А, во-вторых, нищету нищих тоже не надо преувеличивать. Ни кто тогда в советских обносках не ходил, кроме консервативных старушек. И спать голодным тоже ни кто не ложился. Может, такие случаи и были, но мне они не известны. К тому же было множество товаров для нищих, то есть для людей с самой низкой покупательной способностью. И в эти товары входила, например, одежда из натуральной кожи. Не самого лучшего качества, позднее я и не посмотрел бы на ту куртку, в которой тогда ходил. И всё-таки это была куртка из натуральной кожи, о какой при советской власти я мог только мечтать.
90-е запомнились мне, как время кромешной нищеты, но если вспомнить некоторые подробности, то получается, что нищета моя отнюдь не была тотальной. Например, летом 1993 года я съездил на 3 дня в Москву к другу, который учился там тогда в аспирантуре. То есть у меня были деньги на такую поездку. Деньгами я в Москве, конечно, не сорил, экономил каждую копейку, но мог позволить себе и книги покупать. Купил, например, двухтомник Фукидида.

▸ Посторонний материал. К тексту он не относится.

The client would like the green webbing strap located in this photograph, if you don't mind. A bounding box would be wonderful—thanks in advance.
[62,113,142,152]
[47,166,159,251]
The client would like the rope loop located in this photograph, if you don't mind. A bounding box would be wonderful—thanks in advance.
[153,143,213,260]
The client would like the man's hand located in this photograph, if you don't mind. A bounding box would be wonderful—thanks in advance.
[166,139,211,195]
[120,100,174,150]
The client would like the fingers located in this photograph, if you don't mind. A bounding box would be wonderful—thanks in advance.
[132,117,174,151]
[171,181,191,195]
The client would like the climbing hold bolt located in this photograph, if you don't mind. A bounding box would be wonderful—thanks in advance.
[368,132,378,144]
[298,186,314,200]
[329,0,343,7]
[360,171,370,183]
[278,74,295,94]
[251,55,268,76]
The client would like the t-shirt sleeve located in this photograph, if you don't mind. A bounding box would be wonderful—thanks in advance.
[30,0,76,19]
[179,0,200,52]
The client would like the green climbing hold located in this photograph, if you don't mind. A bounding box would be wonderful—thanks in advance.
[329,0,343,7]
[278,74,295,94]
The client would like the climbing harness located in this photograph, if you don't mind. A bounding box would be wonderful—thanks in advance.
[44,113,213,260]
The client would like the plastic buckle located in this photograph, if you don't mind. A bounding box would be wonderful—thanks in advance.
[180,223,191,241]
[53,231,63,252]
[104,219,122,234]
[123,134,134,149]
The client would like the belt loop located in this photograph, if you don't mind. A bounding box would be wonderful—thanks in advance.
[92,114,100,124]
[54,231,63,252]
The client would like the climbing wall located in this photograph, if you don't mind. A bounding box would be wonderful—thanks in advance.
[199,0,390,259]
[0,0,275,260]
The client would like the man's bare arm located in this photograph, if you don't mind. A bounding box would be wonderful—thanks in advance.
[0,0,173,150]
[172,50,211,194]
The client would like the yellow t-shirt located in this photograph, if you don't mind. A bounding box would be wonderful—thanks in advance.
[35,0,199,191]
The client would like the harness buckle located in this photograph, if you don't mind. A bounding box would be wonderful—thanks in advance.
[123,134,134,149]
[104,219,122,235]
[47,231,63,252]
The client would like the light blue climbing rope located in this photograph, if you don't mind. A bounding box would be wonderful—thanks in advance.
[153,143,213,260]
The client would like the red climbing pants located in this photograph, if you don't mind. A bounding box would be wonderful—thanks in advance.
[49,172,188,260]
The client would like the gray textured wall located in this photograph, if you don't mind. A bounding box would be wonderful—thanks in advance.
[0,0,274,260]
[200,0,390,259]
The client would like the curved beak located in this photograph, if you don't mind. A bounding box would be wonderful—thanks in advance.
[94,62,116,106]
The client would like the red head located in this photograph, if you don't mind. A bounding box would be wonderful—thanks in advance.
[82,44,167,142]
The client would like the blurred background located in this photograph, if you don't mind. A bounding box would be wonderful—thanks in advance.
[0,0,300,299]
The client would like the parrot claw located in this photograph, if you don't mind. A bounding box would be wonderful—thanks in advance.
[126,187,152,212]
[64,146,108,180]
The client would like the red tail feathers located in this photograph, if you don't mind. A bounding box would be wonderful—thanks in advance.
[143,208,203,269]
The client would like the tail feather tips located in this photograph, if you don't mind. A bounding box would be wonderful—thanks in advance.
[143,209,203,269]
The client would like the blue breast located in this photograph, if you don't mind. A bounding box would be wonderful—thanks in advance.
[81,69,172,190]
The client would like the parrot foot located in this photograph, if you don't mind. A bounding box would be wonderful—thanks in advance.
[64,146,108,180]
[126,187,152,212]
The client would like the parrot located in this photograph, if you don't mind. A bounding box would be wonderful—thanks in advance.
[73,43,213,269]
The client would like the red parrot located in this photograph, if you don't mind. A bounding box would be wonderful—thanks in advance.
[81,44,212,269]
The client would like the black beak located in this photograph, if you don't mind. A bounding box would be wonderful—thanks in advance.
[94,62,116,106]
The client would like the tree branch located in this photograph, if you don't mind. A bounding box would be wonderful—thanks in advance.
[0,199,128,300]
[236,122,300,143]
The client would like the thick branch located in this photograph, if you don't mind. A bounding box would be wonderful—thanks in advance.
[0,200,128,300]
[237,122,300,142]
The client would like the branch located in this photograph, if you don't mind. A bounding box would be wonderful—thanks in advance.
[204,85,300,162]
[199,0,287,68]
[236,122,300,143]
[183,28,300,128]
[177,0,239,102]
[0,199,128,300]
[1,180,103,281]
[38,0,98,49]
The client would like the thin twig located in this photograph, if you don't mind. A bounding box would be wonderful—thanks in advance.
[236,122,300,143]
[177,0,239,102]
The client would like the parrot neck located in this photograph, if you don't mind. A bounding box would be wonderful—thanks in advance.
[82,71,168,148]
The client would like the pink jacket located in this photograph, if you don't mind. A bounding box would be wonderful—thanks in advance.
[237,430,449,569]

В 1994 году съездил в Дивеево, куда билеты стоили уже дороже, но мог себе позволить. В 1995 году съездил в Оптину пустынь, а в 1996 году добрался аж до Киева. В дальние поездки не ездят люди, которым не на что купить еду и одежду.
А рядом торгаши вовсю веселились на Багамах и Канарах. Мне это ни когда не было доступно, да я этого ни когда и не хотел. Но мог позволить себе не только нормальную одежду и нормальную еду, но и скромные поездки, и покупку книг.

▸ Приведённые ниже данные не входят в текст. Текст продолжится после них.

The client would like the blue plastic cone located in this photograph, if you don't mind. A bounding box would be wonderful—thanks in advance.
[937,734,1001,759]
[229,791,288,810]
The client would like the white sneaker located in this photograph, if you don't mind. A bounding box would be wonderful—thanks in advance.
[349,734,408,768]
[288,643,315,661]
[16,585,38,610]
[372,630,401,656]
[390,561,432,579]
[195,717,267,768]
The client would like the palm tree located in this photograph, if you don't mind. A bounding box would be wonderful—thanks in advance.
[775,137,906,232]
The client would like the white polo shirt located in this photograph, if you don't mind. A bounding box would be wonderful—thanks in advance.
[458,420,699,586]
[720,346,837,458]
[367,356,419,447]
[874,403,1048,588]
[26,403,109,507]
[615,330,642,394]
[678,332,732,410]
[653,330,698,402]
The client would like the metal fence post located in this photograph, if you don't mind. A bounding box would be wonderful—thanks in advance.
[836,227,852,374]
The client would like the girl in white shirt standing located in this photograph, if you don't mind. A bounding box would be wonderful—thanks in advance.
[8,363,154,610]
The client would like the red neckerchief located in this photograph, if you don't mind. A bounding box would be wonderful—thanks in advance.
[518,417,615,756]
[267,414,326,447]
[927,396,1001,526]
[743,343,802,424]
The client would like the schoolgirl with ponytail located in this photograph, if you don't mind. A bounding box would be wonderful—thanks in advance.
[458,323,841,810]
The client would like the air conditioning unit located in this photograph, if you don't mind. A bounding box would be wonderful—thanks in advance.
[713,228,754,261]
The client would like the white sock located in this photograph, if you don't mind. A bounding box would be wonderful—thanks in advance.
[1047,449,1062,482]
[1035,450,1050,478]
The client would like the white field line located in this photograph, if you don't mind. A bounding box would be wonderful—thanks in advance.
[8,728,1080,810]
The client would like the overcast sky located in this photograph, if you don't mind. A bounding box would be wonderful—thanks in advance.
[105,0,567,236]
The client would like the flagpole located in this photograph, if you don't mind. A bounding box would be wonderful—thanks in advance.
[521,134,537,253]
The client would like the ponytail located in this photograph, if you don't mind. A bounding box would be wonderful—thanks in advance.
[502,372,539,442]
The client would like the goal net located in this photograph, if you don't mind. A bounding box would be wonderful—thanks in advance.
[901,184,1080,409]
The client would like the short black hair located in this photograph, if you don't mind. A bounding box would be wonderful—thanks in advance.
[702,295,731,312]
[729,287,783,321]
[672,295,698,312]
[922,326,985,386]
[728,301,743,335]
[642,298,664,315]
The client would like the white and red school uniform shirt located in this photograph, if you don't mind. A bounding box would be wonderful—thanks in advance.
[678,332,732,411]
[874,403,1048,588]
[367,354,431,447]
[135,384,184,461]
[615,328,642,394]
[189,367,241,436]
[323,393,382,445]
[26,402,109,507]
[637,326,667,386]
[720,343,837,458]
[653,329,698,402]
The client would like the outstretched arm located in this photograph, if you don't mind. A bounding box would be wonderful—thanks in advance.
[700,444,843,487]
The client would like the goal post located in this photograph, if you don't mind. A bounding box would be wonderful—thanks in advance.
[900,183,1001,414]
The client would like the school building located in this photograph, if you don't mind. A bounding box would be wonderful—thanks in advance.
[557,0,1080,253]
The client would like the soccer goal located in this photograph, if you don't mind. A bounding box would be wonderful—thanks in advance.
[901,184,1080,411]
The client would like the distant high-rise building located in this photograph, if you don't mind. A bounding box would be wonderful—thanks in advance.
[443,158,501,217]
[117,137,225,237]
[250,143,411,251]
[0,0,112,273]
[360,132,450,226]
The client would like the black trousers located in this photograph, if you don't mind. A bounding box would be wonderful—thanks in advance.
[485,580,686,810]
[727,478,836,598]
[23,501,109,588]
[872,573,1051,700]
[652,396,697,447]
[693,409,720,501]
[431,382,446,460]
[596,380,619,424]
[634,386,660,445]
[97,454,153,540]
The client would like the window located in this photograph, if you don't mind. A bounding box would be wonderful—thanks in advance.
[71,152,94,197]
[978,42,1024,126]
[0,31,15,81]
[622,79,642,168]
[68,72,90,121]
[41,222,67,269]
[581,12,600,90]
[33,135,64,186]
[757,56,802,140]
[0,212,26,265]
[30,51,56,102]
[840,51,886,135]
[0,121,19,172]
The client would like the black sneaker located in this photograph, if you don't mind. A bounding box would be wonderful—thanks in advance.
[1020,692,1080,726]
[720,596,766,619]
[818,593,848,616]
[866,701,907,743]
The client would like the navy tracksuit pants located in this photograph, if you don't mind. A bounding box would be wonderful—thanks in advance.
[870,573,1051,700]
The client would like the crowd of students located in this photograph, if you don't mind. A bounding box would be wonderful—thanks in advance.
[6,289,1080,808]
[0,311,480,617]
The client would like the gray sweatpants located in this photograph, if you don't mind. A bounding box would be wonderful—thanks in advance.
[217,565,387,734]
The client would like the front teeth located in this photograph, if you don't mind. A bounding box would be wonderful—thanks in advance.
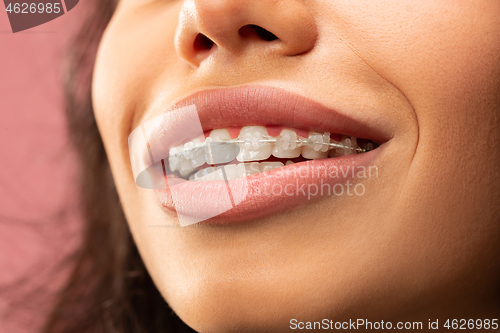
[189,162,284,181]
[236,126,273,162]
[302,132,330,160]
[168,126,374,180]
[273,129,302,158]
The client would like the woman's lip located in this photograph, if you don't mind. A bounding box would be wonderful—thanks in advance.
[137,86,390,225]
[164,85,390,144]
[155,149,381,226]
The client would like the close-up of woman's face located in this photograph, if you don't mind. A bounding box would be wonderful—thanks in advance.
[92,0,500,333]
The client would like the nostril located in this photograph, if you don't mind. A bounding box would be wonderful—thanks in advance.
[239,24,279,42]
[194,34,214,51]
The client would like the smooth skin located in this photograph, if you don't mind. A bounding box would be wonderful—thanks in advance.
[93,0,500,333]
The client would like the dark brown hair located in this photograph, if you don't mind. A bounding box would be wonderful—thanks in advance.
[43,0,194,333]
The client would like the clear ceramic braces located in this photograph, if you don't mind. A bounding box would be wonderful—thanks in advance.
[169,133,373,157]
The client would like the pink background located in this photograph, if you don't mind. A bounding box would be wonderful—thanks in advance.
[0,3,85,333]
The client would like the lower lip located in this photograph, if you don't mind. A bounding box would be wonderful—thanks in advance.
[155,147,381,226]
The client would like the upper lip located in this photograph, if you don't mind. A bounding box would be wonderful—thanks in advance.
[140,85,391,162]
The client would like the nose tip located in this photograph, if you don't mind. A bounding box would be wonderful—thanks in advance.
[175,0,317,67]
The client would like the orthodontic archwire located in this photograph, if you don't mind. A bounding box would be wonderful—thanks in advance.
[170,136,373,157]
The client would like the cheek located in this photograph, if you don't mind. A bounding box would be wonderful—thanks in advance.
[93,2,184,135]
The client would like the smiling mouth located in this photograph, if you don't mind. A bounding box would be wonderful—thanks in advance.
[134,86,391,226]
[168,126,378,181]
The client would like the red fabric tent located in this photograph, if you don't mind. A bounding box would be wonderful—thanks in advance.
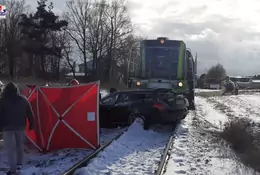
[25,82,99,152]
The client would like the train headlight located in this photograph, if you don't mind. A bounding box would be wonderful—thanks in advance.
[178,82,183,87]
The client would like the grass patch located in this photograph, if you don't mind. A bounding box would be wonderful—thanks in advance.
[219,118,260,172]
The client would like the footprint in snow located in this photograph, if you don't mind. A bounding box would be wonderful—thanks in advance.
[173,159,183,163]
[175,170,187,174]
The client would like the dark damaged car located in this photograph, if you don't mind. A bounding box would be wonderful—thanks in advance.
[99,89,189,129]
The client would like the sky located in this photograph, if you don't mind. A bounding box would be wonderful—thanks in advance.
[26,0,260,76]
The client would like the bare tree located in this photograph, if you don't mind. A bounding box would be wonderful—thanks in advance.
[3,0,29,78]
[102,0,133,79]
[88,0,107,73]
[64,0,91,76]
[59,28,77,78]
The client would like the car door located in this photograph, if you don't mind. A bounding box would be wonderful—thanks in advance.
[110,93,129,125]
[99,93,119,127]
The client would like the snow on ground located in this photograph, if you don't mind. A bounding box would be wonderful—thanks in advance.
[195,97,228,129]
[165,98,253,175]
[0,128,125,175]
[75,123,171,175]
[208,94,260,122]
[195,89,220,93]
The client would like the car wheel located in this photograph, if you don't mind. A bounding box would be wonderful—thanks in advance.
[129,113,148,130]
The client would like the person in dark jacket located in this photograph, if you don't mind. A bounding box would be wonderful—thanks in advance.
[0,82,34,175]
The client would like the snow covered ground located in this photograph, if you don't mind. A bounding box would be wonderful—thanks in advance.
[75,123,172,175]
[165,97,253,175]
[208,94,260,122]
[0,91,260,175]
[195,89,220,93]
[0,128,125,175]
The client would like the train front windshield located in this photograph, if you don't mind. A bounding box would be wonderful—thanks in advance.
[146,47,180,79]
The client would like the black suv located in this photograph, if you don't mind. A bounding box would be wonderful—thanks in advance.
[99,89,189,129]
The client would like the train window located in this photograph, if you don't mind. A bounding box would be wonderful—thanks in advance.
[117,94,129,103]
[100,94,118,105]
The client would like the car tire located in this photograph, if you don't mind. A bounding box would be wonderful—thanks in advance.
[129,113,149,130]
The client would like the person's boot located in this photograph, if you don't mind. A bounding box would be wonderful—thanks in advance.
[17,164,23,171]
[6,171,17,175]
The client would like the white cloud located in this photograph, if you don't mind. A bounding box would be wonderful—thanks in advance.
[27,0,260,75]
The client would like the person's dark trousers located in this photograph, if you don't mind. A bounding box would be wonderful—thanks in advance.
[3,130,25,172]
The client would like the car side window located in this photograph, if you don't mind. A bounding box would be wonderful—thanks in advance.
[101,94,118,105]
[117,94,129,103]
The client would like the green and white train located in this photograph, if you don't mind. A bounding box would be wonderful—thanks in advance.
[128,37,197,109]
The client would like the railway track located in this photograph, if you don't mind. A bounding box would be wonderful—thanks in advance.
[154,123,180,175]
[62,129,127,175]
[63,123,179,175]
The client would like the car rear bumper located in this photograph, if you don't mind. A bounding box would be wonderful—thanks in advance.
[151,108,189,124]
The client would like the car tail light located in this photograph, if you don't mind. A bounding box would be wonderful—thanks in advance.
[153,103,165,111]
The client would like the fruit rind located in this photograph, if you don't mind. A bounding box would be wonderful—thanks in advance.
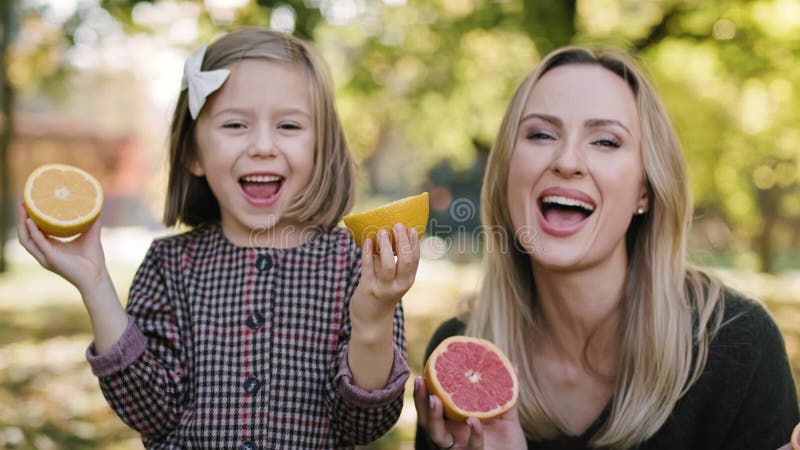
[22,164,103,238]
[424,336,519,422]
[343,192,429,250]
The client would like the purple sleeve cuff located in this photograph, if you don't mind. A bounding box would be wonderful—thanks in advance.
[86,317,147,377]
[333,347,411,408]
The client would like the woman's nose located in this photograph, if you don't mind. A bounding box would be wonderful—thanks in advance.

Постепенно начали появляться богатые. Кто это был? Ну, например, директор типографии стал хозяином типографии. Директор троллейбусного предприятия стал его хозяином. Директор подшипникового завода стал одним из хозяев этого огромного предприятия. Директриса универмага положила в свой личный карман огромный двухэтажный магазин.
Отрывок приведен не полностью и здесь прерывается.